Quantifiers specify how many times the preceding element should repeat.

Quantifier Meaning Example Matches
* 0 or more ab*c ac, abc, abbc
+ 1 or more ab+c abc, abbc
? 0 or 1 colou?r color, colour
{n} Exactly n \d{4} 2026
{n,} n or more \d{2,} 12, 123, 1234
{n,m} Between n and m \d{2,4} 12, 123, 1234

Greedy vs. Lazy Matching

By default, quantifiers are "greedy" — they match as many characters as possible. Adding ? after a quantifier makes it "lazy," matching as few as possible.

# Input: <div>hello</div>
<.*>      # Greedy: matches <div>hello</div> entirely
<.*?>     # Lazy: matches <div> only

Lazy matching is particularly useful when extracting HTML tags or quoted strings.

Grouping and Capturing

Parentheses () group patterns together and capture (extract) the matched portions.

Basic Grouping

(abc)+      # One or more repetitions of "abc"
(red|blue)  # "red" or "blue"

Using Capture Groups

const pattern = /(\d{4})-(\d{2})-(\d{2})/;
const match = "2026-03-08".match(pattern);

console.log(match[1]); // "2026" (year)
console.log(match[2]); // "03"   (month)
console.log(match[3]); // "08"   (day)

Named Capture Groups

The (?<name>...) syntax lets you assign names to groups, greatly improving readability.

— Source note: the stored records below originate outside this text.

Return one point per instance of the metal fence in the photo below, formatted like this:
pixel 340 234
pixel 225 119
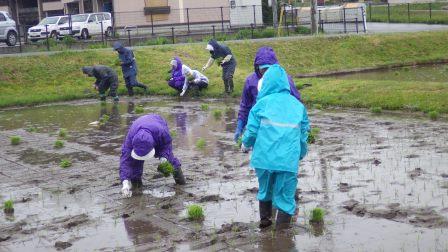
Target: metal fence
pixel 190 25
pixel 430 13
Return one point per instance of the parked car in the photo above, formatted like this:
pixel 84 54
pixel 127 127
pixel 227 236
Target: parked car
pixel 49 23
pixel 86 25
pixel 8 32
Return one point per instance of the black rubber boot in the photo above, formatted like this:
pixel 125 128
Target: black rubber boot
pixel 230 81
pixel 283 220
pixel 265 214
pixel 179 176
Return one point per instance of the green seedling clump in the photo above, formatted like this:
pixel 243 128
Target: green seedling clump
pixel 104 119
pixel 8 207
pixel 166 169
pixel 15 140
pixel 139 109
pixel 376 110
pixel 433 115
pixel 200 144
pixel 62 133
pixel 217 114
pixel 204 107
pixel 317 215
pixel 58 144
pixel 195 212
pixel 312 136
pixel 65 163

const pattern = /(?<year>\d{4})-(?<month>\d{2})-(?<day>\d{2})/;
const match = "2026-03-08".match(pattern);

console.log(match.groups.year);  // "2026"
console.log(match.groups.month); // "03"
console.log(match.groups.day);   // "08"

Non-Capturing Groups

When you don't need to save the match result, (?:...) creates a non-capturing group. This offers a slight performance advantage.

(?:http|https)://   # Groups the protocol part without capturing it

Lookahead and Lookbehind

Lookaheads and lookbehinds specify conditions about surrounding text without including it in the match result.

Syntax Name Description
(?=...) Positive lookahead Position followed by the pattern
(?!...) Negative lookahead Position not followed by the pattern
(?<=...) Positive lookbehind Position preceded by the pattern
(?<!...) Negative lookbehind Position not preceded by the pattern
# Match digits followed by "px" (without including "px" in the match)
\d+(?=px)

# Input: "100px 200em 300px"
# Matches: "100", "300"
# Match digits preceded by "$"
(?<=\$)\d+

# Input: "$100 200 $300"
# Matches: "100", "300"

Practical Pattern Examples

Email Address Validation

^[a-zA-Z0-9._%+-]+@[a-zA-Z0-9.-]+\.[a-zA-Z]{2,}$

This pattern validates common email address formats. However, full RFC 5321 compliance would require a much more complex pattern. In practice, a simple format check combined with a confirmation email is the recommended approach.

Phone Number (US Format)

^(\+1)?[-.\s]?\(?\d{3}\)?[-.\s]?\d{3}[-.\s]?\d{4}$

This pattern handles various US phone number formats with or without country code, parentheses, and different separators.

URL Validation

^https?:\/\/[a-zA-Z0-9]([a-zA-Z0-9-]*[a-zA-Z0-9])?(\.[a-zA-Z]{2,})+([\/\w.-]*)*\/?$

ZIP Code (US)

^\d{5}(-\d{4})?$

Matches both "12345" and "12345-6789" formats.

Password Strength Check

Validates that a password is at least 8 characters long and contains at least one uppercase letter, one lowercase letter, and one digit.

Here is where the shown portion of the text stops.